Il giorno ven, 26/10/2007 alle 15.31 +0200, Michael Rueger ha scritto:
Damien Cassou wrote:
Why don't you switch to 3.9 or 3.10?
Reasons that have to do with reality outside universities:
- a lot of people still use 3.8 so I continue to try to maintain it. I
think that is called support.
Speaking of support, maybe it's time for the community to estabilish a proper protocol for support. With this I mean what should happen to the older versions when a new Squeak version is released.
I propose we steal a page from the *BSD and Debian books and have three supported versions at every time: a stable, a current and a development one. When a new development version is complete, it becomes the new current version, the current version becomes the new stable one and the stable one becomes legacy. Stable and current versions are guarenteed to receive bug fixes (the stable one should receive only fixes for security and major bugs), while there's no such warranty for the legacy versions.
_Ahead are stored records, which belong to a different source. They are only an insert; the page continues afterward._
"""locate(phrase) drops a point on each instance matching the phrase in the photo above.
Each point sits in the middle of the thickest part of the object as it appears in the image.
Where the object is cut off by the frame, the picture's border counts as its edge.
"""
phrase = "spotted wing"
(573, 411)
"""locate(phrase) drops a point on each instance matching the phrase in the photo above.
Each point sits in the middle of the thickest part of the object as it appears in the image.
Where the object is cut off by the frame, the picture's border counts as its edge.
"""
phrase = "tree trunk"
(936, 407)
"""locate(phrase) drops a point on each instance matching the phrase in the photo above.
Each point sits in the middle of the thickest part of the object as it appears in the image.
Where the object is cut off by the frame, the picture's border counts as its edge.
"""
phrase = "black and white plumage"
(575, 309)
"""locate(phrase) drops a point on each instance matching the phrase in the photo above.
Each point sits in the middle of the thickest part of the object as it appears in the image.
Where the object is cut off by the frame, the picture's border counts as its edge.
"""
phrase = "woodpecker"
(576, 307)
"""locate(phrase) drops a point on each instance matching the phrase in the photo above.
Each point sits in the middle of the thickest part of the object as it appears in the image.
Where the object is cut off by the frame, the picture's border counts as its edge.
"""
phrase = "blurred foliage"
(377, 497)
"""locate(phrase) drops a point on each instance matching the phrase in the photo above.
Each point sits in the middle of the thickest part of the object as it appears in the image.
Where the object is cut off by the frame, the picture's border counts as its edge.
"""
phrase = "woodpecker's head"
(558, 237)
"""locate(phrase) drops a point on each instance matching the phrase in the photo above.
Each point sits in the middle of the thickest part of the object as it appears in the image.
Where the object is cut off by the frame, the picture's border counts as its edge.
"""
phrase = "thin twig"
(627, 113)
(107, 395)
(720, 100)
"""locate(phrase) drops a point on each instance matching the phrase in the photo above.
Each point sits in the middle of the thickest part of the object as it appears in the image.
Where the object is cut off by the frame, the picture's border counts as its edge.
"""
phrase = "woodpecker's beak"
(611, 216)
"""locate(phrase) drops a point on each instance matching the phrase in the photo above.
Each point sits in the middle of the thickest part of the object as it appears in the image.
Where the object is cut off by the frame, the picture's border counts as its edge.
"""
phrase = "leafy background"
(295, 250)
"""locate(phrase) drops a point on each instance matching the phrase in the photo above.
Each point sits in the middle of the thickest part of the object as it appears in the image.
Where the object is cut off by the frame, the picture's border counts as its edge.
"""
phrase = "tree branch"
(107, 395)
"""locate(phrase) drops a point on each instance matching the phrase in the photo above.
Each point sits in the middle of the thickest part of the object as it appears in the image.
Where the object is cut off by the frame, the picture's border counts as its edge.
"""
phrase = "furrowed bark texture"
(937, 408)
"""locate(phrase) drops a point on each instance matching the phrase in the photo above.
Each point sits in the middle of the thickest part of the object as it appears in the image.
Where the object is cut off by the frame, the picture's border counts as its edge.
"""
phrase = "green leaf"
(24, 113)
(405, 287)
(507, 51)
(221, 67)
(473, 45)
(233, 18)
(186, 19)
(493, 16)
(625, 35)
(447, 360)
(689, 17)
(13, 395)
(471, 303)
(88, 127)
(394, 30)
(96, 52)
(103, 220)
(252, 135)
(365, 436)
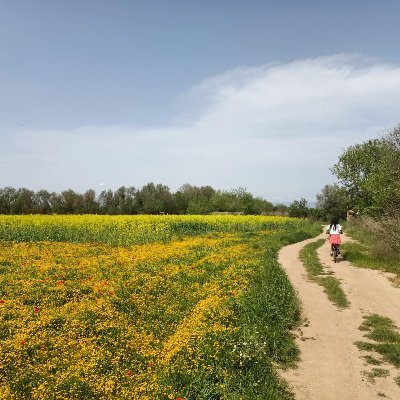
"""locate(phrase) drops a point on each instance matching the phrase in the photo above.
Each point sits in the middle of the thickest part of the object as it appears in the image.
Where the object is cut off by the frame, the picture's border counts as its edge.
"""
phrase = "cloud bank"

Applied to the current situation, this would mean that 3.8.x is the stable version right now, 3.9 is the current version while 3.10 is the development version. When version 3.10 is released, 3.9 will become the stable version, 3.10 the current one and 3.11 (or 4.0?) the next development one. 3.8 could continue receiving bug fixes, if there's someone who decides to produce them.
What do you think? Could a system be put in place?